2. Considering the explanation of the term “patient” and equivalent terms in the key terms (key terms):
a. Do you think the term “patient” is the best word to use, most of the time, to express the relationship that exits between the pharmacist and the person they are directly or indirectly caring for or providing health care information to?
We think that the word “patient” is a positive step towards impressing on pharmacists the importance of the relationship they have with the public, and the trust that the public place in pharmacists to behave in a way that is in individual patients’ best interests.
b. Are there any specific clauses where you can think of different term that could be more appropriate?
3. Considering the new clauses that relate to the sale of complementary and alternative medicines (CAM, clauses 1g, 4h and 4hh): Do you find it clear that the Council is not opposed to the sale of CAM when they have demonstrated benefits for patients, have minimal risks, and the patient is making an informed choice?
We think that the clauses do not make it clear that they are not opposed to the sale of CAM “when they have demonstrated benefits for patients, have minimal risks, and the patient is making an informed choice”. What the clauses appear to do, instead, is to allow the sale of CAM when an individual pharmacist believes that these products “have demonstrated benefits for patients, have minimal risks, and the patient is making an informed choice”.
This is a subtle, but important, difference. We think that the proposed code would allow for a pharmacist to sell homeopathic products, for example, simply by holding a sincere belief that these products “have demonstrated benefits for patients, have minimal risks, and the patient is making an informed choice”. This belief would not accord with reality, but merely holding it appears to be sufficient to circumvent this code.
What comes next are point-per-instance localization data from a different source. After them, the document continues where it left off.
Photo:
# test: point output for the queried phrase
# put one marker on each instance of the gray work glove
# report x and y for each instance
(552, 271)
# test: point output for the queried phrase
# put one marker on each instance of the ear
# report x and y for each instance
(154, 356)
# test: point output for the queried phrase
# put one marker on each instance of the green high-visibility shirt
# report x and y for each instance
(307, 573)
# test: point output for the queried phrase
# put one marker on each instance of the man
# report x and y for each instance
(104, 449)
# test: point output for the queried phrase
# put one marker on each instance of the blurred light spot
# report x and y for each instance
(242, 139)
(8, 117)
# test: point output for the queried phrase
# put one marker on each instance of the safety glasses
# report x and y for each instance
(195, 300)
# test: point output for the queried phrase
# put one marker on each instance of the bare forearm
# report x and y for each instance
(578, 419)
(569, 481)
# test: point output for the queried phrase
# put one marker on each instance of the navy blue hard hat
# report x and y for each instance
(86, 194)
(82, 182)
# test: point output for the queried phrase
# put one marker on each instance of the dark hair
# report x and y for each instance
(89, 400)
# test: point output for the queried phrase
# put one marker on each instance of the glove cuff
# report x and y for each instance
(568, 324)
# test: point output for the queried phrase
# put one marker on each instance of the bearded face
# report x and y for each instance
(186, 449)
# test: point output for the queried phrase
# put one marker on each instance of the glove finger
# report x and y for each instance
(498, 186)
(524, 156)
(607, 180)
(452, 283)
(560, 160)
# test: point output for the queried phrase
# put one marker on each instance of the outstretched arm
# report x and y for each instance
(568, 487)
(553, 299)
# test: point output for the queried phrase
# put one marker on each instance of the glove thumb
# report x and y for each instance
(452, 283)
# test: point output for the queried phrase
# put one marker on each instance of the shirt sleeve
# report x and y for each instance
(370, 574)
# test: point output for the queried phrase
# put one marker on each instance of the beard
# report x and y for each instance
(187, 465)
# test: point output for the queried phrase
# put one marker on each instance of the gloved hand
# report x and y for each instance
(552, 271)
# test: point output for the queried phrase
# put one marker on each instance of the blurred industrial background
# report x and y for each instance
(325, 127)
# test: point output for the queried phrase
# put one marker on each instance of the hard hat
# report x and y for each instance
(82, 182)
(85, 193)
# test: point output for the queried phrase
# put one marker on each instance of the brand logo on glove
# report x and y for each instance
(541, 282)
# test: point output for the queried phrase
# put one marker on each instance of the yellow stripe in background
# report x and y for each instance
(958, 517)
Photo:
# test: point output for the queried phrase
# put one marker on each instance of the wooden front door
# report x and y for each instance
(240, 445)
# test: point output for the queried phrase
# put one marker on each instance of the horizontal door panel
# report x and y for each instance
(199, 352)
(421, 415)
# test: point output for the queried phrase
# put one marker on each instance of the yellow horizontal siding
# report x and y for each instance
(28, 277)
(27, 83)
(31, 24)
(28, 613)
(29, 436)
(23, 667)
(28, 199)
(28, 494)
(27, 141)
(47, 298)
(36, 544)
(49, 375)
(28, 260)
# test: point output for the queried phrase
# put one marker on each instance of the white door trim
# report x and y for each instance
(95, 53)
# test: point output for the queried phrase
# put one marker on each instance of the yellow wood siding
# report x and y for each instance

To paraphrase the songwriter Tim Minchin, “what do you call Complementary and Alternative Medicines (CAM) that have demonstrated benefits for patients? Medicine”
4. Are there any other comments you would like the Council to consider?
We would like to see the Pharmacy Council produce a set of clear rules for when a product can be deemed to be ineffective; a clear, transparent process outlined for dealing with complaints against pharmacies selling products that are not evidence based; and clear penalties for pharmacies that are found to be in breach of these guidelines. The new code does not appear to allow for this to happen, and instead we suspect that it is unlikely that the Pharmacy Council will end up using this new code to censure a pharmacy for selling ineffective health products.
We would be interested to find out, given the many apparent breaches of the current code of ethics where pharmacies are selling CAM without credible evidence of efficacy, how often pharmacies have been found by the Pharmacy Council to be in breach of the code, and what action was taken in each case.
We would also like to see the Pharmacy Council introduce a way to effectively measure whether pharmacies are following the code of ethics – some method of proactively auditing the compliance of pharmacies. These checks would have to be incognito, to ensure that an accurate measure is taken of how pharmacies are promoting CAM to patients.